Until recently, the largest animal that ever lived was believed to be the blue whale — which still exists today, but outsizes any known prehistoric species, including the largest dinosaurs and marine creatures. But the mighty mammal might have to give up its status as the world’s largest, in light of a new fossil discovery in England.
In a study published in the journal PLOS ONE, paleontologists describe the remains of a huge ichthyosaur — an aquatic reptile which likely co-existed with dinosaurs during the Triassic and Cretaceous periods (between 205 and 210 million years ago), and this particular specimen may have measured 85 feet long.
At about 85 feet long, the 205-million-year-old ichthyosaur was roughly the size of a modern blue whale https://t.co/aehkBeA8QR
— National Geographic (@NatGeo) April 9, 2018
According to National Geographic, most ichthyosaur fossils found in the region were considerably smaller than this find, usually measuring between 5 and 13 feet.
The first fossil fragments of this specimen were uncovered on a beach in Lilstock, Somerset by Paul de la Salle, who sent photos of his find to experts at the University of Manchester and SUNY Brockport.

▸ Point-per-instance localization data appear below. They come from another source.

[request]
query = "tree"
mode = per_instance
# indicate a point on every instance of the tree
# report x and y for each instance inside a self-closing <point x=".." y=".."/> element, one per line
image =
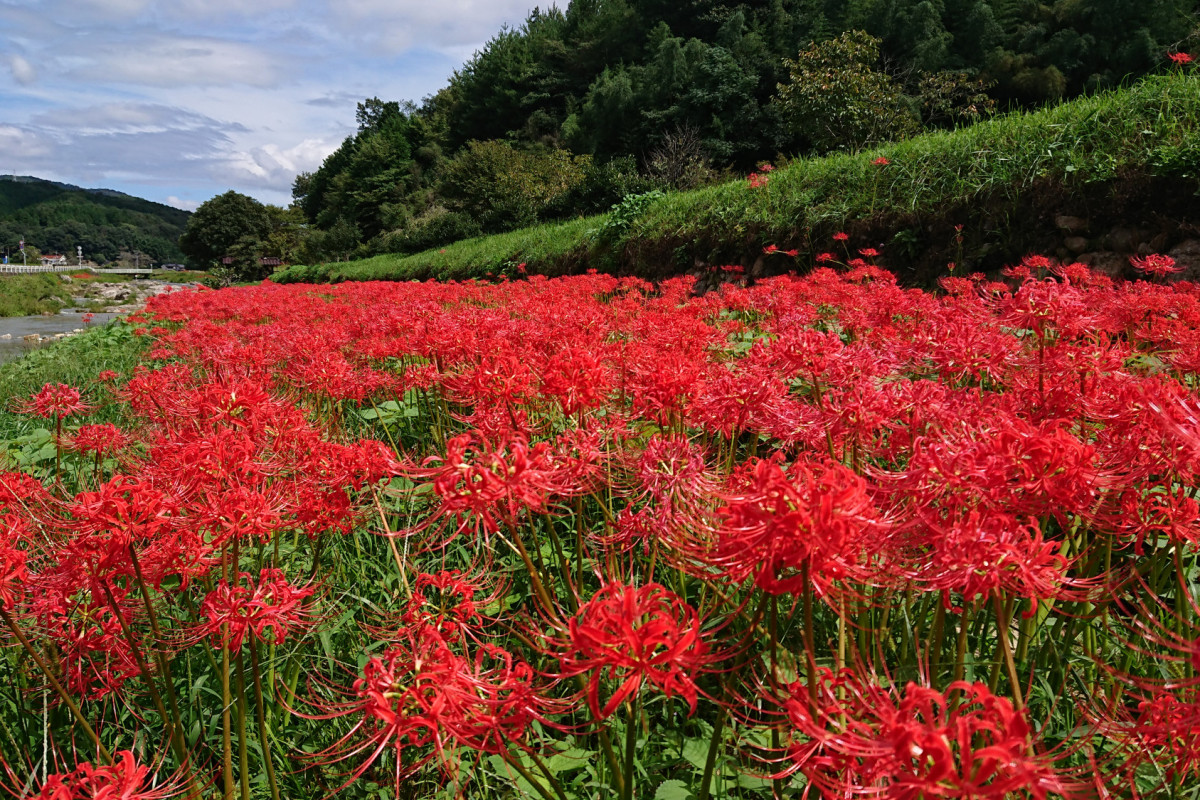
<point x="839" y="100"/>
<point x="221" y="223"/>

More fragments were found to belong to the same bone, and were identified as part of the largest ichthyosaur ever recorded.
Their estimates are based on a comparison to a nearly complete fossil skeleton of ichthyosaur Shonisaurus sikanniensis unearthed in Alberta, Canada in 2004 — which measured 69 feet long — and the ichthyosaur bone found in the UK is 25 percent larger.
This discovery has led paleontologists to re-evaluate a group of similar bones collected over the past two centuries in the village of Aust in Gloucestershire — which were previously thought to be remains of land-based dinosaurs, but may in fact be the bones of massive ichthyosaurs.